C’est ce qui ressort d’un communiqué rendu public, mercredi, par la Présidence tunisienne, et dont l'Agence Anadolu a eu copie.
Ce communiqué a été diffusé à l’issue d’une visite effectuée par Saïed au siège du commandement des forces spéciales de l’armée dans la province de Bizerte (nord) et au siège du ministère de l’Intérieur dans la capitale Tunis.
« Quiconque comploterait contre l’Etat tunisien n’a pas sa place en son sein…les forces armées sont prêtes en tout temps et en tout lieu, et elles affronteront avec force toute partie qui s’attaquerait à l’Etat ou qui penserait même à violer la légalité », a-t-il, notamment, dit.
« Celui qui penserait violer la légalité, à l’intérieur du pays ou depuis l’extérieur, (doivent comprendre que) nos forces armées feront face à ces complots ourdis…notre héroïque armée nationale n’acceptera que la victoire ou le martyr et ripostera à toute agression visant la Tunisie en violant la légalité », a-t-il poursuivi.
« Celui qui pense pouvoir violer la légalité se doit de savoir qu’il se heurtera à un mur sur lequel se briseront ses illusions.
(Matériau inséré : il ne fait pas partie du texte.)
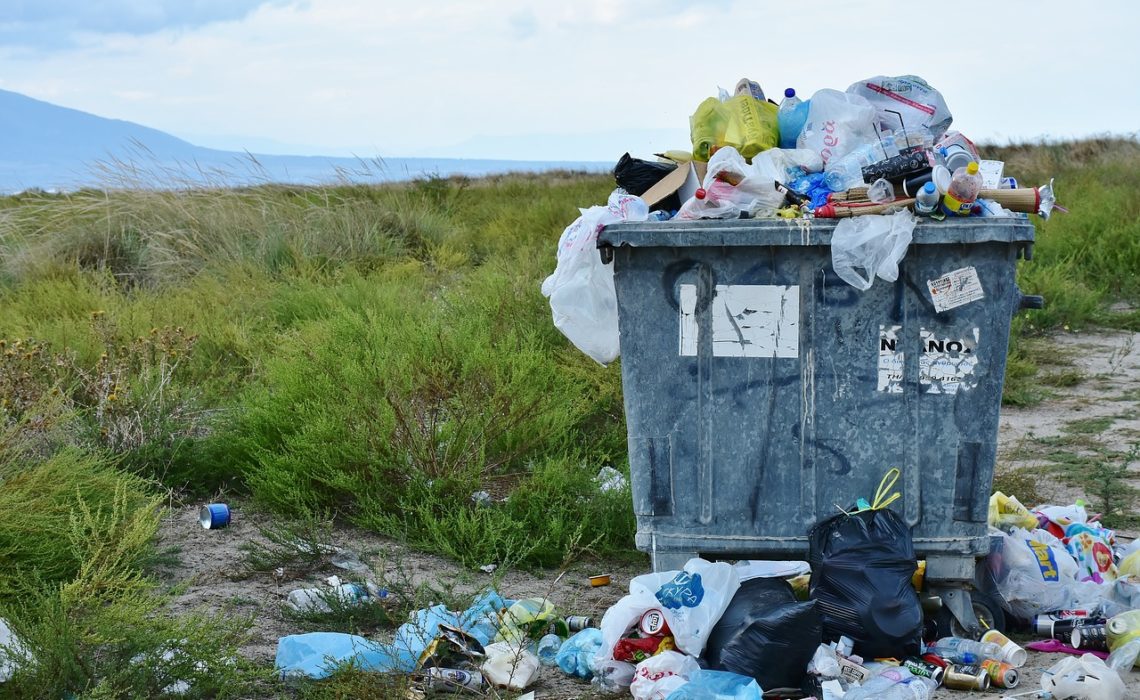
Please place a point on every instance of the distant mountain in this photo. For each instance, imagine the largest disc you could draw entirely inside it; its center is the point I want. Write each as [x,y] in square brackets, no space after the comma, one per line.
[51,147]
Je connais bien les détails de ce qu’ils orchestrent, ce à quoi ils s’attèlent à faire et ce qu’ils disent dans leurs banquets et rencontres », a encore lancé le président tunisien.
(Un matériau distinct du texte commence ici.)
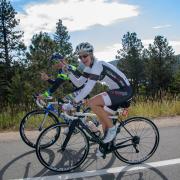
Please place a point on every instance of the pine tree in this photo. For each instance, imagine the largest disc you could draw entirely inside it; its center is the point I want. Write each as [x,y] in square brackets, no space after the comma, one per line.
[12,48]
[62,38]
[130,60]
[159,65]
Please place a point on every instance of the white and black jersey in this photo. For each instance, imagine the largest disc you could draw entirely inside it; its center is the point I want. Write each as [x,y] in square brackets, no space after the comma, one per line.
[103,72]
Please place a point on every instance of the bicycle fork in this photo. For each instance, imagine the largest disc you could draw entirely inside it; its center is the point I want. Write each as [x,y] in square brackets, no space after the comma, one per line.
[71,130]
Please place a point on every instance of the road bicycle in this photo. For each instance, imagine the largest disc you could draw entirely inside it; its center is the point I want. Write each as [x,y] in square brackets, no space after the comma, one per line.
[34,122]
[136,141]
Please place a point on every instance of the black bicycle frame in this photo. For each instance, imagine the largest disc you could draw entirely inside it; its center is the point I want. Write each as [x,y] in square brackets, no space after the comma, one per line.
[108,147]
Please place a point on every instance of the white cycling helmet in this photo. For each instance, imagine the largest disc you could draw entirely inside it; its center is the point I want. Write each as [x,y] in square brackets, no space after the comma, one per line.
[84,47]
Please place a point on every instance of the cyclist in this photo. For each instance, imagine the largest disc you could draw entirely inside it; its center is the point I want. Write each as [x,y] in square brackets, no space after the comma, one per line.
[58,63]
[103,104]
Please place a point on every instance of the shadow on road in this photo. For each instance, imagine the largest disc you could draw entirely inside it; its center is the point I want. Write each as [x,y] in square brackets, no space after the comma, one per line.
[128,173]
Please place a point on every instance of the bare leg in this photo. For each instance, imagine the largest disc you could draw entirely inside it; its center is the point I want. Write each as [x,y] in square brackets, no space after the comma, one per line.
[97,106]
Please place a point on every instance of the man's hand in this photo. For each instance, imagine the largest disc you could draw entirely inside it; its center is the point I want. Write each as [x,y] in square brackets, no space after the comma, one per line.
[40,97]
[44,76]
[86,102]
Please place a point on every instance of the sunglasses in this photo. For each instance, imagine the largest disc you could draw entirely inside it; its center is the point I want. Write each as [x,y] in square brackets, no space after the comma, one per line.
[83,56]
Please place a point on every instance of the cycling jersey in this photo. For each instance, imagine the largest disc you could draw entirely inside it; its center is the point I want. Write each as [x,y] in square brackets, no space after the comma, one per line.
[103,72]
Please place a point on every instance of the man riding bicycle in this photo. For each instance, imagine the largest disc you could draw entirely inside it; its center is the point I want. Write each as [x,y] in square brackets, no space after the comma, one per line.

« Le chaos qu’ils tentent de faire installer dans le pays sera déjouée, par la volonté et la résolution de l’armée, nonobstant les sacrifices consentis, … nous n’accepterons jamais qu’il y ait des agents qui complotent pour livrer la Tunisie au chaos », a-t-il poursuivi.
Ce n’est pas la première fois que le président Saïed évoque des complots ourdis contre son pays avec la collaboration de parties étrangères.
Lors de la commémoration de l’anniversaire de la révolution tunisienne, en décembre 2019, Kaïs Saïed avait déclaré qu’il « œuvrera, en dépit des manœuvres et des conspirations orchestrées dans les chambres obscures à réaliser les revendications du peuple tunisien ».
En juin dernier, il a dit : « il existe de nombreux indices sur des ingérences étrangères en Tunisie de la part de forces qui tentent de faire régresser la Tunisie, et il y a ceux qui ont voulu embrasser le rôle de complices de l’intérieur », sans pour autant livrer de détails à ce sujet.
La Tunisie a été le théâtre, au cours de la période écoulée, d’appels lancés sur les réseaux sociaux et d’actions de militants politiques devant le parlement réclamant la dissolution du parlement et la tenue d’élections anticipées, mais qui ont échoué.
Par ailleurs, le bloc du Parti Destourien Libre (PDL, 16/217), observe un sit-in au parlement depuis vendredi dernier, pour exiger le retrait de confiance du président de l’Assemblée, Rached Ghannouchi.
De nombreux députés estiment que ce qu’entreprend la présidente du bloc du PDL, Abir Moussi, vise à entraver et à fragiliser l’action du parlement, dans le but de porter atteinte à l’image de cette institution.
Il convient de noter que Abir Moussi avait annoncé, à maintes reprises, son hostilité à la révolution de 2011 qui avait renversé le régime de l’action président, Zine el Abidine Ben Ali, et affiché publiquement son inimité à l’endroit du Mouvement d’Ennahdha.